You don't need to be fully engaged with your baby 24/7 to be a good parent or for your child to know that they are loved and important to them.

I agree if you are not interacting with your child at all that it is detrimental, but to judge on a single observation on a bus journey, or in a cafe, whatever, seems very unfair.

I really don't want this post to come across as confrontational by any means, but I couldn't just read and run on this point.

You have nailed what I was thinking when I read that post.

Mum might have been running round all day and the 20 minute bus ride might be the only little “break” she has until she gets home and starts dinner, washing etc.

bossybloss · 16/06/2023 22:05

THIS !!! No excuses

AuntiZoaeshal · 16/06/2023 22:16

what a moron @Stratocumulus “It makes me sad to see mums with babies in buggies on the bus, scrolling a scrolling whilst baby is turned twds the wall with nothing to look at. Poor little thing. No eye contact, no chat. Just complete disinterest from mum. “

Where do you think the babies were before getting on the bus?

And what a terrible idea getting them out of their buggy on the bus. Apart from the safety angle that buses move very erratically & often require adults to stand - the bus ride home from baby group is when mine all slept. If I’d come at them with more jazziness, they would have got overstimulated, screamy and hard to settle.

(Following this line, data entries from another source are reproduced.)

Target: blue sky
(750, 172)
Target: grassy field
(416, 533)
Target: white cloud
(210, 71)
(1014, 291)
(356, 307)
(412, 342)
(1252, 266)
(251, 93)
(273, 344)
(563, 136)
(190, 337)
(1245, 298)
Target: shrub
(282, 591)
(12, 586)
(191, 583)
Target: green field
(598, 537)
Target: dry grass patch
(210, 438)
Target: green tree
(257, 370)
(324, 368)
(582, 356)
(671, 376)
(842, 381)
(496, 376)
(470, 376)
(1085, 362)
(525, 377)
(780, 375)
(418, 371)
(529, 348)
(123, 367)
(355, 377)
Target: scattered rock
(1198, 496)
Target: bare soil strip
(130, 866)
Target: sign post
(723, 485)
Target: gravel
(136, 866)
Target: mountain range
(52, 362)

Babies and adults do need down time.

Giveuprobot · 16/06/2023 22:17

Stratocumulus · 16/06/2023 21:40

It makes me sad to see mums with babies in buggies on the bus, scrolling a scrolling whilst baby is turned twds the wall with nothing to look at. Poor little thing. No eye contact, no chat. Just complete disinterest from mum.

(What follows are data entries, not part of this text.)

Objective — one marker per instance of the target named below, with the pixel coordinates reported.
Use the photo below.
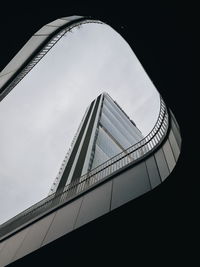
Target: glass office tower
(104, 131)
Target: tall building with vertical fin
(105, 131)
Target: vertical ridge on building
(105, 131)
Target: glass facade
(116, 132)
(105, 132)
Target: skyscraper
(105, 131)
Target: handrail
(98, 174)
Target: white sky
(40, 116)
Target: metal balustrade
(80, 185)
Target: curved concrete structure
(112, 184)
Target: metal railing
(129, 156)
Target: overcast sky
(40, 116)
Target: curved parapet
(124, 177)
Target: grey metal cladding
(162, 164)
(169, 155)
(174, 145)
(35, 236)
(152, 169)
(129, 185)
(63, 222)
(95, 204)
(11, 247)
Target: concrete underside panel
(95, 204)
(129, 185)
(12, 245)
(63, 222)
(35, 236)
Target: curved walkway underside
(119, 180)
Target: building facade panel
(152, 169)
(169, 155)
(174, 145)
(34, 237)
(95, 204)
(162, 164)
(129, 185)
(12, 245)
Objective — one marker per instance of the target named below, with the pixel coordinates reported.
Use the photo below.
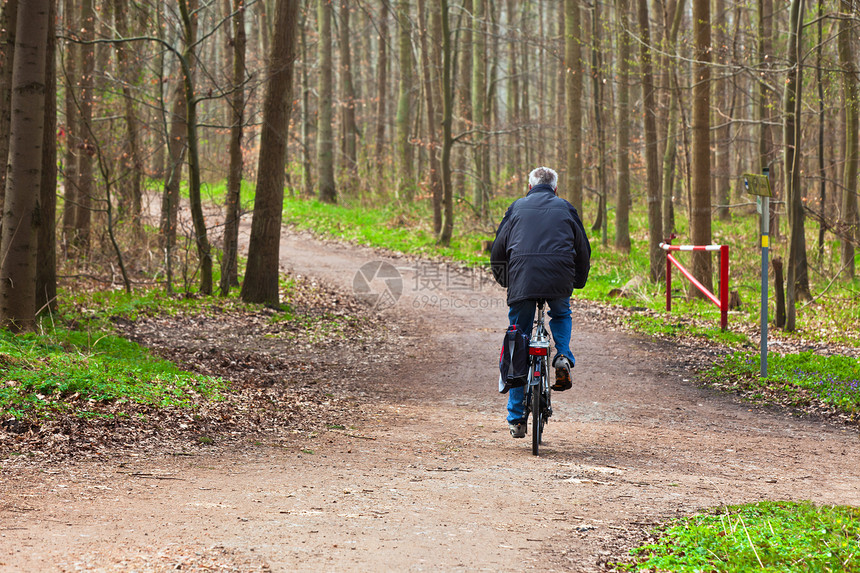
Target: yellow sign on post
(758, 185)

Talk to your babies! Interact with them. Lift them from the buggy and point out different things along the way; truck, fire engine, crane, pretty flowers on the tree. Anything to stimulate, teach and foster their development.
As someone above has said, it will help to develop language skills and build their confidence that mum (or dad) is present in their life and cares.

I took my daughter to a cafe today and stared at a blank wall for 15 minutes while she noodled about and did some colouring.

I'm a single mum before the cafe we had been swimming, been to the park and done the Big Shop. After, we went back to the park, did some painting, had a kitchen disco and went for a walk.

If my phone been dead, you would have judged me for my 15 minutes peace between 6am and 7.30pm.

worriedgrandparent · 22/02/2025 14:13

Breaks my heart

Notgivenuphope · 22/02/2025 14:21

Greet your child with a smile, not a screen

you can’t feel that bad or you would do something about it!

MumChp · 22/02/2025 14:21

FTMummy2022 · 16/06/2023 20:25

I have a 8 1/2 month old baby and my phone is never an inch away from me. I’m scrolling while I’m feeding him, I’m scrolling while he’s in the bed next to me. I’m scrolling while he’s playing. It’s constant. My baby try’s to grab my phone; I know he recognises it. I feel like a bad mum. I still play with him don’t get me wrong (on Mat leave). Is any other mum always on their phone?

It's your choice. And no I wasnt.

Spudthespanner · 22/02/2025 19:59

Desdemonadryeyes · 16/06/2023 20:55

Don’t worry OP. Your baby will have her own phone soon then you can both stare at a screen.

I know this is an old thread, but this is the cuntiest reply I've ever seen on Mumsnet.

Kudos 🏆

Desdemonadryeyes · 22/02/2025 20:30

Bows.

Bet I wasn’t wrong.

1AngelicFruitCake · 22/02/2025 20:38

It's really important to limit it. I tell myself this and find it hard with my children but I'm not fully present if on my phone. I think you need to limit your phone use.